Cuban health outcomes are due in large part to dedicated, capable health professionals and health services that are both affordable and accessible, sometimes leapfrogging over adverse social and economic determinants. But these same health professionals and medical scientists publish only occasionally in national journals, and rarely internationally. The stress of work and expectations in a resource-constrained environment, the loss of the research-and-writing “habit” during the economic nosedive of the 1990s, the lack of incentives to publish, and at times a reluctance on the part of international journals to publish Cuban work – all these factors and more have taken their toll. The result is that the level of Cuban publishing does not match the level of Cuban medical science and population health.

The enhanced quarterly MEDICC Review, appearing with this issue, intends to make a modest contribution to leveling the playing field by publishing topflight work by Cuban scientists and researchers (and authors from other latitudes) within an international peer review framework. MEDICC Reviewintroduces readers to Cuban scientists and public health professionals making their mark (Concepción Campa, Vicente Vérez, Agustín Lage) and provides analyses of Cuban health program implementation, challenges facing the system, emerging health problems, and Cuba’s extensive and sometimes contentious international role in health (Cuba’s Piece in the Global Health Workforce Puzzle).

“…researchers in the South need to be able to access and contribute to journals published in the North, equally researchers in the North need access to knowledge sources in the South.
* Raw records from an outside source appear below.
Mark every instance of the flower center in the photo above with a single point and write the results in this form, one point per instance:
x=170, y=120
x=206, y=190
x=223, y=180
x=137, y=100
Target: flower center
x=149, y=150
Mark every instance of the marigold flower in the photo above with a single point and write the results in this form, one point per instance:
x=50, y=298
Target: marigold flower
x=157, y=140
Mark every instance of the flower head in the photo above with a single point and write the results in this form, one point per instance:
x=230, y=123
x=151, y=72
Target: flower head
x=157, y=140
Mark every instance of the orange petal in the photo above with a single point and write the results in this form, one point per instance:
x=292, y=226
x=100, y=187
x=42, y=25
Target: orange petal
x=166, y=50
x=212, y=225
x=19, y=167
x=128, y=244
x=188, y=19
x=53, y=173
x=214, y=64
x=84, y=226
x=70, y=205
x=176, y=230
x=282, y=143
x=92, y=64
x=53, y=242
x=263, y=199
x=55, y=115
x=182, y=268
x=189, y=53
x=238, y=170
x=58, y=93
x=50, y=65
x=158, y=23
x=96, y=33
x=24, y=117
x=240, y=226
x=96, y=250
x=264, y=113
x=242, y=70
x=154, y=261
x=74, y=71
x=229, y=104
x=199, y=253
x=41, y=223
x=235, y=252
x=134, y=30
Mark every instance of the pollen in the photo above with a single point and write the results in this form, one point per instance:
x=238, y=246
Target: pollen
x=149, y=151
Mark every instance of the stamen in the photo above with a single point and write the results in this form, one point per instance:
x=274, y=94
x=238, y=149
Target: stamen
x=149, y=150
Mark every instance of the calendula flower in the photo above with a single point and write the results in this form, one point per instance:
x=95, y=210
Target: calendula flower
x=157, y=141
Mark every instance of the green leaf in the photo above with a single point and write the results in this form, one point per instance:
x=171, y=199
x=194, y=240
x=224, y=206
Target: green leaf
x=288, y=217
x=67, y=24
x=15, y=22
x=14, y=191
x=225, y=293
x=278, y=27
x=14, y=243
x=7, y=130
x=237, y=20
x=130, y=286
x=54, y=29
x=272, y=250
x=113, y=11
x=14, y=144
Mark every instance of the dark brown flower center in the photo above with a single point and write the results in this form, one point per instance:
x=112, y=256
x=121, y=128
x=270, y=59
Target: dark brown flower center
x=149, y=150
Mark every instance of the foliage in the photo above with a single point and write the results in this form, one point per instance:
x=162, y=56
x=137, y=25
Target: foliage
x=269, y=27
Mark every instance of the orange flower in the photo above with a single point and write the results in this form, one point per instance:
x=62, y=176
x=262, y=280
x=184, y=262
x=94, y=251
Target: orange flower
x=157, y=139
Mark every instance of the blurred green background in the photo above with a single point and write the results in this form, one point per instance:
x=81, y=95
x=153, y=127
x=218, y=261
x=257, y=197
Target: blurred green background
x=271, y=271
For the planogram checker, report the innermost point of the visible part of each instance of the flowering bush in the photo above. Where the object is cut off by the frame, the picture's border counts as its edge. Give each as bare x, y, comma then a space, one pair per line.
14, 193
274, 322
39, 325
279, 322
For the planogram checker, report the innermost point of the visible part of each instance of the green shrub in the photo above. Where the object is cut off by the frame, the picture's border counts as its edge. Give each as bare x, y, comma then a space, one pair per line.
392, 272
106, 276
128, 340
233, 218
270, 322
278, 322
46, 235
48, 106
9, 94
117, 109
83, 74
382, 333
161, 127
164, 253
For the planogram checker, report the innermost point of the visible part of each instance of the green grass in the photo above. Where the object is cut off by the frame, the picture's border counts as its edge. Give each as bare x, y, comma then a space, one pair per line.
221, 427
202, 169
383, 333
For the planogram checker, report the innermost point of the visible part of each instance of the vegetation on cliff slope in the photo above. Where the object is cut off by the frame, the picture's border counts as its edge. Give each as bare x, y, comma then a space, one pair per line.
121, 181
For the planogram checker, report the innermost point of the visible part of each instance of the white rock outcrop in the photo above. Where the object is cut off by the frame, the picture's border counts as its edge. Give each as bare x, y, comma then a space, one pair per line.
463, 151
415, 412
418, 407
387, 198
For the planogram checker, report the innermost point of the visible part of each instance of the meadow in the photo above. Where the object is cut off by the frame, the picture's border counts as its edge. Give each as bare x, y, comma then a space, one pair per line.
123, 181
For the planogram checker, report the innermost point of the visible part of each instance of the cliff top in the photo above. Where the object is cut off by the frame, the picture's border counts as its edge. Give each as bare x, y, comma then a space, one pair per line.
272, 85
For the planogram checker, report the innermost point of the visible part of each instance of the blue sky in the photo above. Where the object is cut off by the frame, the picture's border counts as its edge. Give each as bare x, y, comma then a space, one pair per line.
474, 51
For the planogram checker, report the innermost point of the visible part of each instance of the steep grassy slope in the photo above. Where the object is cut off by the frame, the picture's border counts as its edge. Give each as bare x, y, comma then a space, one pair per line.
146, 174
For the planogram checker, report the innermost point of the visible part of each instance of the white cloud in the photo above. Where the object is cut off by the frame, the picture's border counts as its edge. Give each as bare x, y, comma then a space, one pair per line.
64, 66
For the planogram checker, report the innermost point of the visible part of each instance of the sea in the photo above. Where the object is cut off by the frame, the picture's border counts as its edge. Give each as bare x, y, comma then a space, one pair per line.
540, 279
Bridging this divide is so important that this sharing of knowledge is recognized as a prerequisite for achieving the Millennium Development Goals by 2015.”

-The 10/90 Report on Health Research

Each issue of the journal offers a particular focus – such as the Cuban Experience in Immunization and Vaccine Development. However, articles are not straitjacketed to fit, but rather come from all fields of health and medicine, providing the English-speaking scientific, medical, and public health communities a resource unavailable elsewhere. This fall, we’re glad to join the Council of Science Editors’ initiative bringing together some 230 scientific journals to address the joint themes of poverty and development on October 22nd (see MR Online www.medicc.org/mediccreview).

MEDICC Review‘s expanded Editorial Board constitutes a work-in-progress, and includes highly-regarded educators and health professionals from 12 nations in North America, Latin America, the Caribbean, Europe, and Africa. We take this opportunity to thank them for their contribution, confidence, and wisdom.

To our readers, we encourage you to send us your comments, and to share our vision and our work. There are many great divides yet to bridge.

The Editors

  1. Global Forum for Health Research. The 10/90 Report on Health Research 2003-2004. Geneva.
  2. Lown B, Banerjee A. The developing world in the New England Journal of Medicine. Globalization and Health. 2006:2:3.
  3. Paraje G, Sadana R, Karam G. Increasing international gaps in healthrelated publications. Science. 2005;308:959-60.
  4. Horton R. Medical journals: evidence of bias against the diseases of poverty. Lancet. 2003;361:712-13.

Editors T. Bridging the Global Health Divides. MEDICC Rev. 2007;9(1):0.